The sum of the intercepts made on the axes of coordinates by any tangent to the curve ` sqrt(x)+sqrt(y)=sqrt(a)` is equal to

To solve the problem, we need to find the sum of the intercepts made on the coordinate axes by any tangent to the curve given by the equation \( \sqrt{x} + \sqrt{y} = \sqrt{a} \). ### Step-by-Step Solution: 1. **Understanding the Curve**: The curve is defined by the equation \( \sqrt{x} + \sqrt{y} = \sqrt{a} \).

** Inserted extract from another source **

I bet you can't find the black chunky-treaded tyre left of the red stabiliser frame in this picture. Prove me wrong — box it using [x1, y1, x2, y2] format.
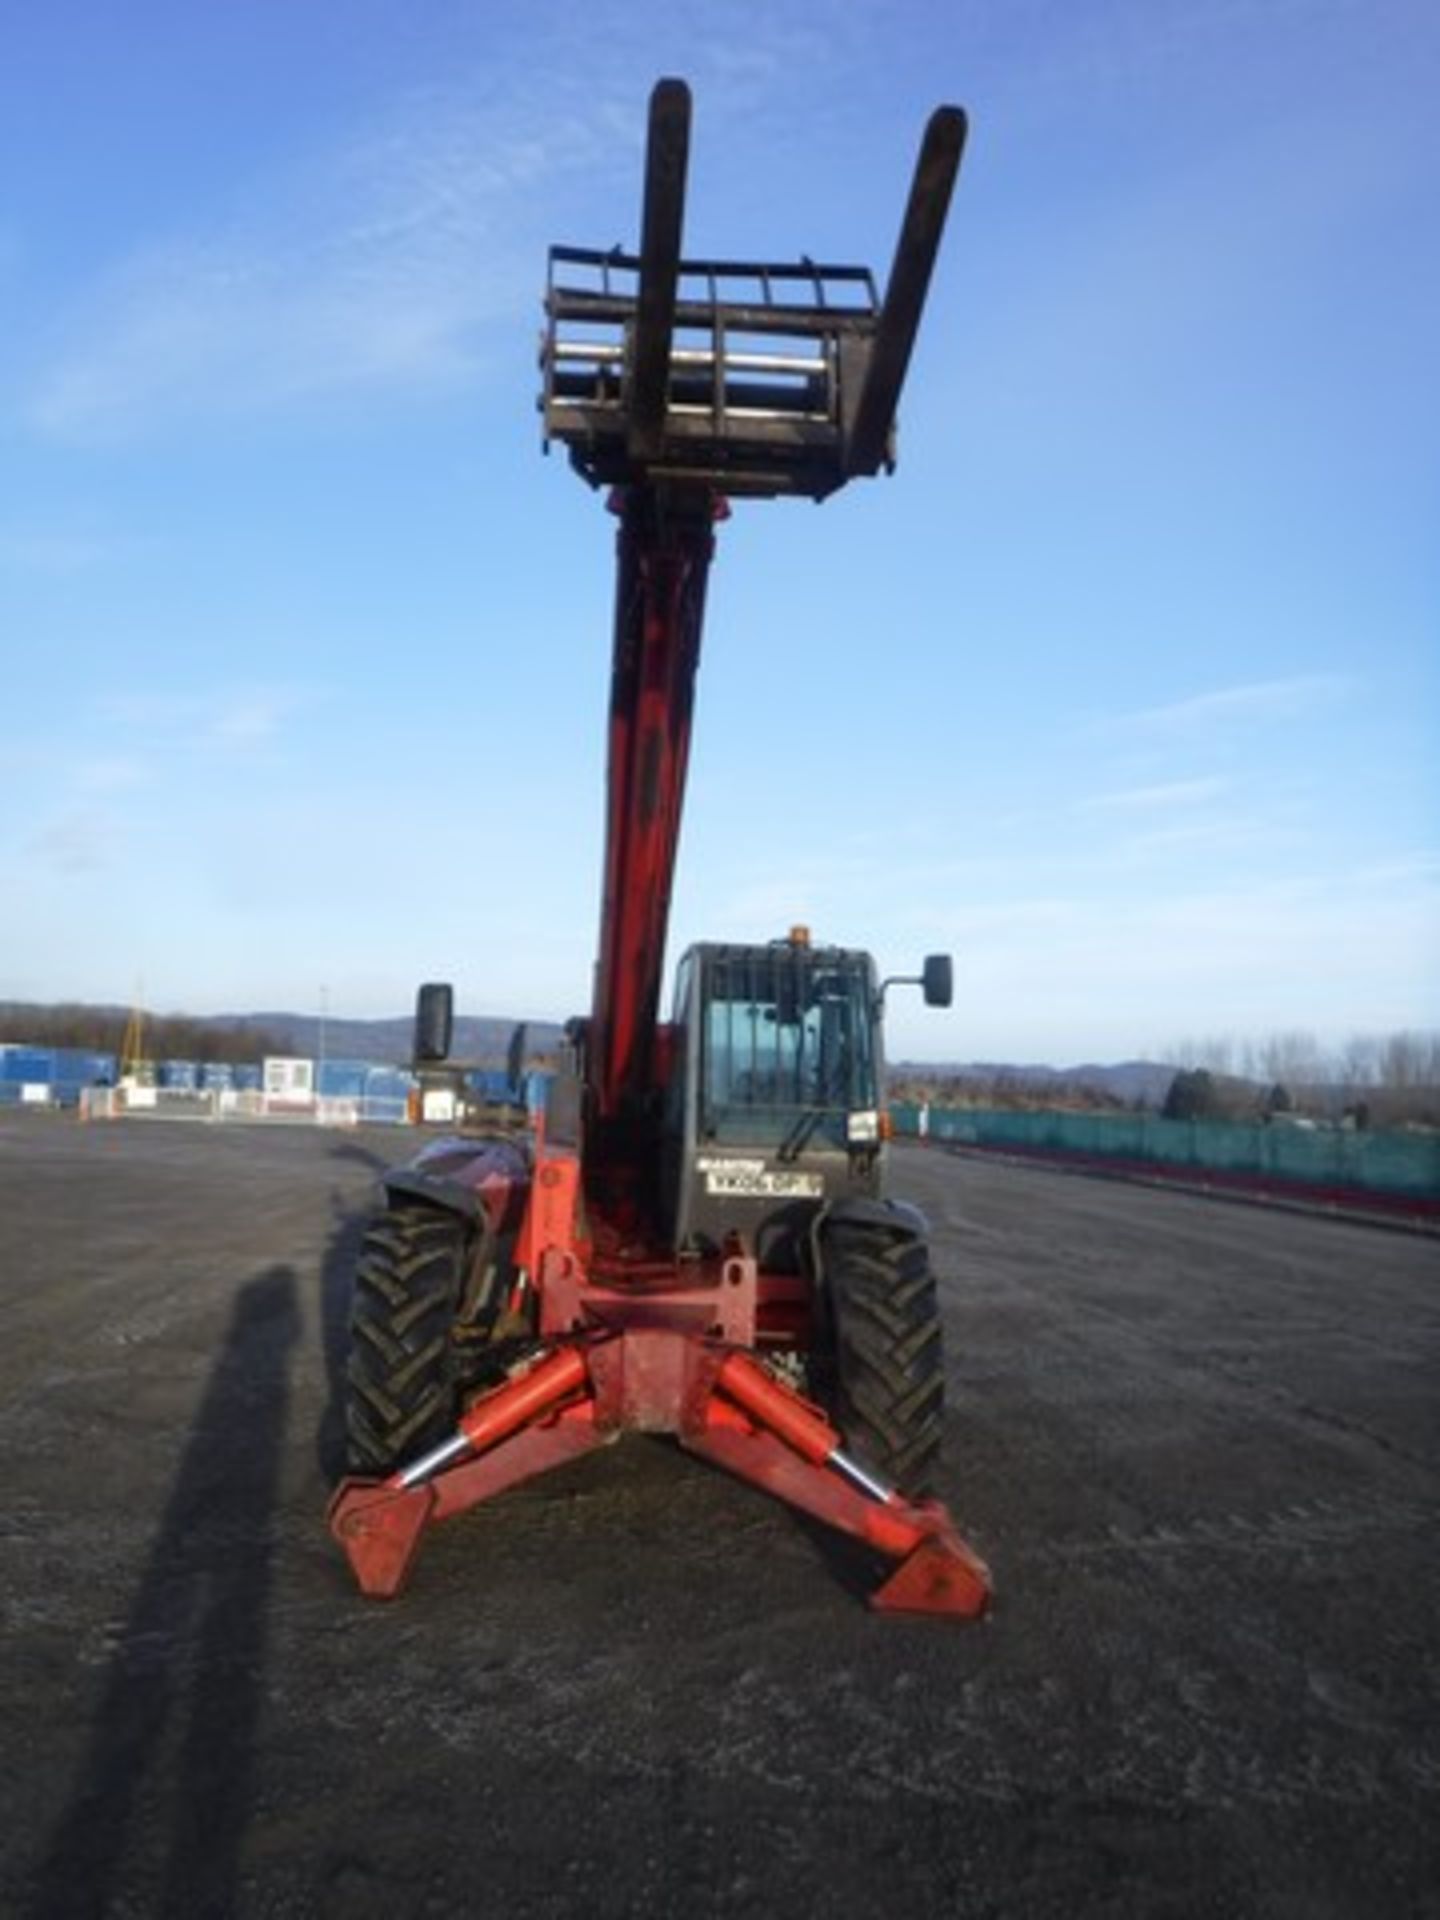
[346, 1206, 474, 1475]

This represents a curve in the first quadrant of the coordinate system. 2. **Finding the Derivative**: To find the slope of the tangent at any point on the curve, we differentiate both sides of the equation with respect to \( x \): \[ \frac{d}{dx}(\sqrt{x}) + \frac{d}{dx}(\sqrt{y}) = \frac{d}{dx}(\sqrt{a}) \] This gives: \[ \frac{1}{2\sqrt{x}} + \frac{1}{2\sqrt{y}} \cdot \frac{dy}{dx} = 0 \] Rearranging this, we find: \[ \frac{dy}{dx} = -\frac{\sqrt{y}}{\sqrt{x}} \] 3. **Equation of the Tangent Line**: The equation of the tangent line at a point \( (x_1, y_1) \) on the curve can be written using the point-slope form: \[ y - y_1 = -\frac{\sqrt{y_1}}{\sqrt{x_1}}(x - x_1) \] 4. **Finding the x-intercept**: To find the x-intercept (where \( y = 0 \)): \[ 0 - y_1 = -\frac{\sqrt{y_1}}{\sqrt{x_1}}(x - x_1) \] Rearranging gives: \[ y_1 = \frac{\sqrt{y_1}}{\sqrt{x_1}}(x - x_1) \] Solving for \( x \): \[ x = x_1 + \frac{y_1 \sqrt{x_1}}{\sqrt{y_1}} = x_1 + \sqrt{x_1 y_1} \] Thus, the x-intercept \( OA = x_1 + \sqrt{x_1 y_1} \). 5. **Finding the y-intercept**: To find the y-intercept (where \( x = 0 \)): \[ y - y_1 = -\frac{\sqrt{y_1}}{\sqrt{x_1}}(0 - x_1) \] Rearranging gives: \[ y = y_1 + \frac{\sqrt{y_1}}{\sqrt{x_1}} x_1 = y_1 + \sqrt{x_1 y_1} \] Thus, the y-intercept \( OB = y_1 + \sqrt{x_1 y_1} \). 6. **Sum of the Intercepts**: Now we can find the sum of the intercepts: \[ OA + OB = (x_1 + \sqrt{x_1 y_1}) + (y_1 + \sqrt{x_1 y_1}) = x_1 + y_1 + 2\sqrt{x_1 y_1} \] 7. **Using the Curve Equation**: From the curve equation \( \sqrt{x_1} + \sqrt{y_1} = \sqrt{a} \), we can express \( x_1 + y_1 \) in terms of \( a \): \[ x_1 + y_1 = (\sqrt{x_1} + \sqrt{y_1})^2 - 2\sqrt{x_1 y_1} = a - 2\sqrt{x_1 y_1} \] 8. **Final Result**: Substituting back into the sum of intercepts: \[ OA + OB = a \] Thus, the sum of the intercepts made on the axes of coordinates by any tangent to the curve \( \sqrt{x} + \sqrt{y} = \sqrt{a} \) is equal to \( a \).